In short, research is slightly less deterministic than programming but not sufficiently so to inhibit a fast improvement loop.
INFORMATION OUTPUT IS GROWING
I remember researching the insurance market to help a large global asset manager. We had to carefully evaluate which reports to buy and what we would get out of them; there was little else to go on.
While crypto is far less developed than trad-fi, there’s already a lot of information to parse.
Ranging from social media to onchain data, the technical ability to query and extract information becomes so important that without it it’s really challenging to produce nuanced insights.
Research agents can be programmed to do everything from writing Dune queries to reading a thousand tweets at once. There’s a threshold point where the ability to ingest more information outweighs the ability to synthesize it effectively and I think we’re reaching it soon.
To be honest, I'm torn whether this transition even matters in the long run because the value of information for decision making purposes is reducing at the same time.
This effect has been obvious in politics and markets, as narratives dominate fundamentals and volatility has made fundamentals less reliable.

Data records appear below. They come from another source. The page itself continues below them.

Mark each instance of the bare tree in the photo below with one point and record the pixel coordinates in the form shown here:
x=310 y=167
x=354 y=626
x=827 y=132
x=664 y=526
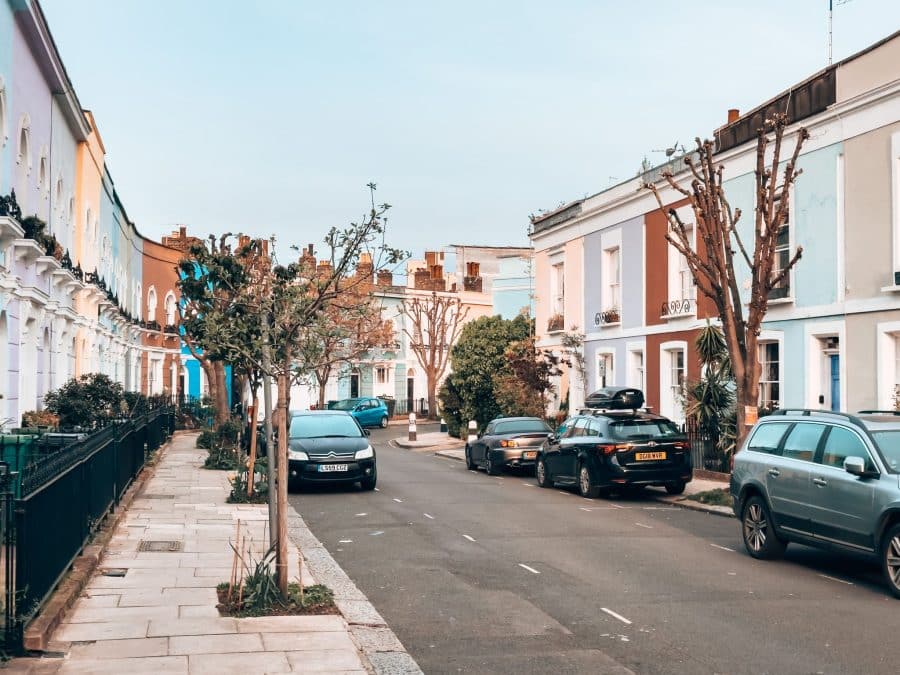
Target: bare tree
x=434 y=325
x=712 y=264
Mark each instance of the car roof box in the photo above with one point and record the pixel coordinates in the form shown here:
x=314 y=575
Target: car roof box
x=616 y=398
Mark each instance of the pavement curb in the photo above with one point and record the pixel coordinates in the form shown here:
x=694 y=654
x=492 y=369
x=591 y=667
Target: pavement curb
x=37 y=634
x=384 y=652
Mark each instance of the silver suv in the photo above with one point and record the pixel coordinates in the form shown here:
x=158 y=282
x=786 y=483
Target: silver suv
x=823 y=479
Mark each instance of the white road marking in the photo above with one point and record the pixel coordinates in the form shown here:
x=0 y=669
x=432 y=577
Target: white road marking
x=617 y=616
x=825 y=576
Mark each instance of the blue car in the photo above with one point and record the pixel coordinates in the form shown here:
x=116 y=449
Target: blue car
x=369 y=412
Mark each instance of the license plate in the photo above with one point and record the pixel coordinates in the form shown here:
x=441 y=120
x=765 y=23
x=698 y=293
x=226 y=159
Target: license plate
x=333 y=467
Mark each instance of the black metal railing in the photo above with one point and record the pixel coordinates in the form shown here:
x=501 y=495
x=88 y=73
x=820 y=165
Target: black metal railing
x=52 y=506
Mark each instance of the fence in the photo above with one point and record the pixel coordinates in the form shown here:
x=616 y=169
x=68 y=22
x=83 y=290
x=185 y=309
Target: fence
x=52 y=505
x=704 y=448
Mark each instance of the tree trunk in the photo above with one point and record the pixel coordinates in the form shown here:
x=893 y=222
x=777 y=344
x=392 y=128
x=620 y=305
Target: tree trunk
x=281 y=555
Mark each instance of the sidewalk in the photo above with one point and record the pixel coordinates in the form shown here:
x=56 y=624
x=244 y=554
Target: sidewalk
x=155 y=611
x=694 y=487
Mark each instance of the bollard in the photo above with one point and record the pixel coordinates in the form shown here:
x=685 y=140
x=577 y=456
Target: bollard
x=473 y=435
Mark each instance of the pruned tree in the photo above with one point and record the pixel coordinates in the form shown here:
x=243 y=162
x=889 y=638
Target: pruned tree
x=712 y=261
x=433 y=326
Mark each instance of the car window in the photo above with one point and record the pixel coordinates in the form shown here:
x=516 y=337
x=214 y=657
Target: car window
x=642 y=429
x=841 y=444
x=802 y=441
x=767 y=437
x=889 y=444
x=324 y=426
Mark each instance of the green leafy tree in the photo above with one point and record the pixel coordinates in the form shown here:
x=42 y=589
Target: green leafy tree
x=86 y=401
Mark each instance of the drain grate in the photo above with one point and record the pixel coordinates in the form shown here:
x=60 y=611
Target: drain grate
x=158 y=546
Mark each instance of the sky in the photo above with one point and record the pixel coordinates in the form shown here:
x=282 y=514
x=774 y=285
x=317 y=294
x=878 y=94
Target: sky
x=271 y=117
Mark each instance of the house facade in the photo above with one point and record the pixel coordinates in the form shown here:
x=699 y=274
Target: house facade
x=74 y=297
x=830 y=338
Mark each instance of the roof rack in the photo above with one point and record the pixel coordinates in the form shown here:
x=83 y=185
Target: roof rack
x=807 y=412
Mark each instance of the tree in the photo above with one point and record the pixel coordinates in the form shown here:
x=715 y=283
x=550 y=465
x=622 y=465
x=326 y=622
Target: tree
x=712 y=260
x=478 y=355
x=433 y=326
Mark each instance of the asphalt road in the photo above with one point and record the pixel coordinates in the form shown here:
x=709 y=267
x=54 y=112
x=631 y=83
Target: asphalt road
x=480 y=574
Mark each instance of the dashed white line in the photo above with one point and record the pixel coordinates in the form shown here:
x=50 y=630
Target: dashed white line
x=842 y=581
x=617 y=616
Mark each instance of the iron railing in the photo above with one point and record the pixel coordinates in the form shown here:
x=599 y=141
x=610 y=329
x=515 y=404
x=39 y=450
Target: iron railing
x=51 y=507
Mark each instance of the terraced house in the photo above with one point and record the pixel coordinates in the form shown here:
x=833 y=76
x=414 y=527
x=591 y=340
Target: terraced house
x=81 y=290
x=831 y=338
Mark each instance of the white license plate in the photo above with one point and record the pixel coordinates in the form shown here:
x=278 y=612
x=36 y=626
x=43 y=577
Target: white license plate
x=333 y=467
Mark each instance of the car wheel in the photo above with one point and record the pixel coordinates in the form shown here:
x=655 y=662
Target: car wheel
x=890 y=558
x=540 y=473
x=369 y=482
x=470 y=465
x=492 y=467
x=759 y=531
x=675 y=487
x=586 y=486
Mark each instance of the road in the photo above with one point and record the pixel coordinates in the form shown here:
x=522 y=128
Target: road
x=482 y=574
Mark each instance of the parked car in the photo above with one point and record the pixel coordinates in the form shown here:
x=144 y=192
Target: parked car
x=616 y=446
x=823 y=479
x=508 y=442
x=369 y=412
x=328 y=446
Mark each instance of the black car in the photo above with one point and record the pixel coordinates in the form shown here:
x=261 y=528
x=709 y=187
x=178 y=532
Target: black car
x=329 y=446
x=600 y=450
x=508 y=442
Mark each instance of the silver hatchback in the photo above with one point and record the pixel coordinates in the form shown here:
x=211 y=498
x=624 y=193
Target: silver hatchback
x=824 y=479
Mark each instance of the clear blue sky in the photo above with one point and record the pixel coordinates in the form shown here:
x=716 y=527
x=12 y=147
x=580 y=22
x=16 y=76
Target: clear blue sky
x=271 y=117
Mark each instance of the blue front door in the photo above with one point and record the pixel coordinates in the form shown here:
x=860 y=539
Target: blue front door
x=835 y=382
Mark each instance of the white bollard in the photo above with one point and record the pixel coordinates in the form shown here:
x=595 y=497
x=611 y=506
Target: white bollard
x=473 y=428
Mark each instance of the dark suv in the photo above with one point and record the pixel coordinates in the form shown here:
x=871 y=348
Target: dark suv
x=824 y=479
x=601 y=449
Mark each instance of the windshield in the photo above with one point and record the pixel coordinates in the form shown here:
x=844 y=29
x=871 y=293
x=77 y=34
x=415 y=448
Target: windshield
x=635 y=429
x=324 y=426
x=889 y=444
x=346 y=404
x=521 y=427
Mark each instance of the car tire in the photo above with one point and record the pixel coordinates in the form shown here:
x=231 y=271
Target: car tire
x=758 y=531
x=370 y=482
x=586 y=486
x=890 y=558
x=541 y=475
x=492 y=468
x=470 y=465
x=675 y=487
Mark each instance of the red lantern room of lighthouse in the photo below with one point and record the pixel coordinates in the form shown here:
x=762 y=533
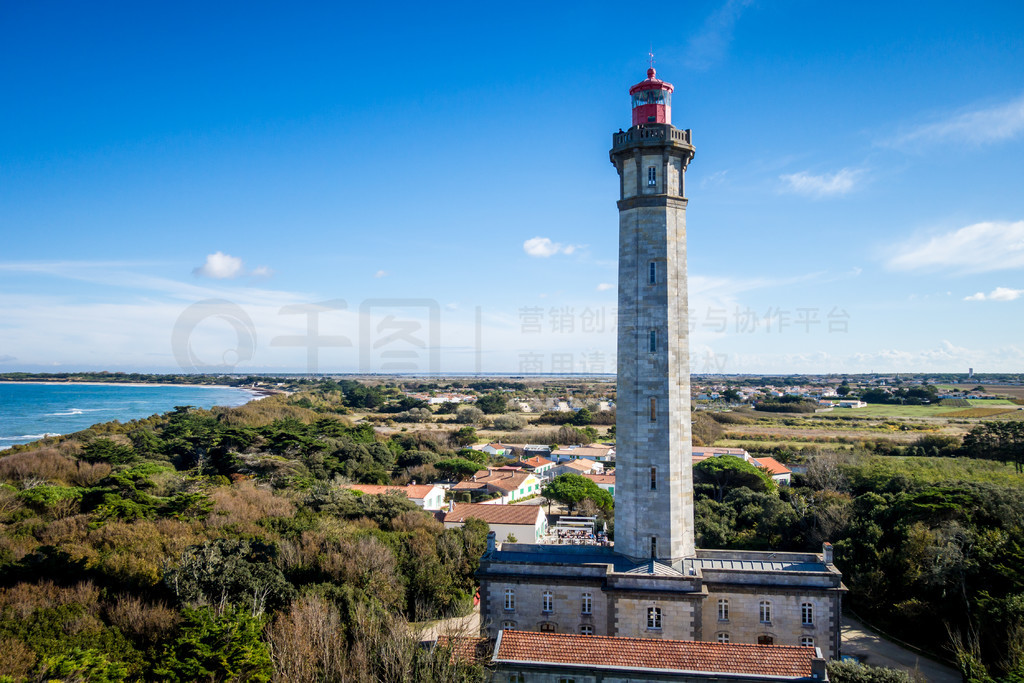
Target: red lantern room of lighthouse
x=651 y=100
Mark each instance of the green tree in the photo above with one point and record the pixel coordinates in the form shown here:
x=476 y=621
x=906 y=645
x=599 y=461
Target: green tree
x=726 y=472
x=493 y=403
x=570 y=489
x=217 y=647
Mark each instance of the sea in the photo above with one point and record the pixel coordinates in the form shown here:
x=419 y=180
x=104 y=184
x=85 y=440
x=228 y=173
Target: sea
x=30 y=412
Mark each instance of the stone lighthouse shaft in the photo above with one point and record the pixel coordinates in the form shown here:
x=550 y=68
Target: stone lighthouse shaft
x=654 y=479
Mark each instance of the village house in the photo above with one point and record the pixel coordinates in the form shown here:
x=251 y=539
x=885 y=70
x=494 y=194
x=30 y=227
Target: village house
x=427 y=496
x=526 y=523
x=511 y=483
x=582 y=466
x=605 y=481
x=600 y=452
x=538 y=465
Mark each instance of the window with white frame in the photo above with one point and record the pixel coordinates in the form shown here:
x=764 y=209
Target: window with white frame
x=807 y=613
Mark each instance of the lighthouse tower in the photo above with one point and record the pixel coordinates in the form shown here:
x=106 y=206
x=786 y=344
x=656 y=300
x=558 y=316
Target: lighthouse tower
x=653 y=475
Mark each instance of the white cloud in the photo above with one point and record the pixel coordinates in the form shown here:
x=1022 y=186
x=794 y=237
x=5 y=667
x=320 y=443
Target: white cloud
x=977 y=248
x=977 y=126
x=710 y=45
x=826 y=184
x=220 y=266
x=544 y=248
x=998 y=294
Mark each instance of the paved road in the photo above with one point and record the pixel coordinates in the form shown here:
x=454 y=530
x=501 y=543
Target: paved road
x=458 y=626
x=870 y=648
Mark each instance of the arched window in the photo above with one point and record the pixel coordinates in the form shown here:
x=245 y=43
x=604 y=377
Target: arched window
x=807 y=613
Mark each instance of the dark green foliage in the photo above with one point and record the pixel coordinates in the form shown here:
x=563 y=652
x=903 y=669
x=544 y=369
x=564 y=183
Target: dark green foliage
x=725 y=472
x=571 y=489
x=229 y=572
x=108 y=451
x=216 y=647
x=853 y=672
x=494 y=403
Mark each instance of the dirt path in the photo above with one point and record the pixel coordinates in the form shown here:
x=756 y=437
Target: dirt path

In practice, companies are adopting a bias to action and telling their own story as opposed to relying on strategic correctness. In fact, a fascinating follow-up question is whether the end of research also marks the end of strategy.
I believe strategy will always exist (in any game), but the idea of a 5-10 year plan may go out of the window and modern strategies need to be dynamic and centered on a compounding process rather than a big resource allocation decision.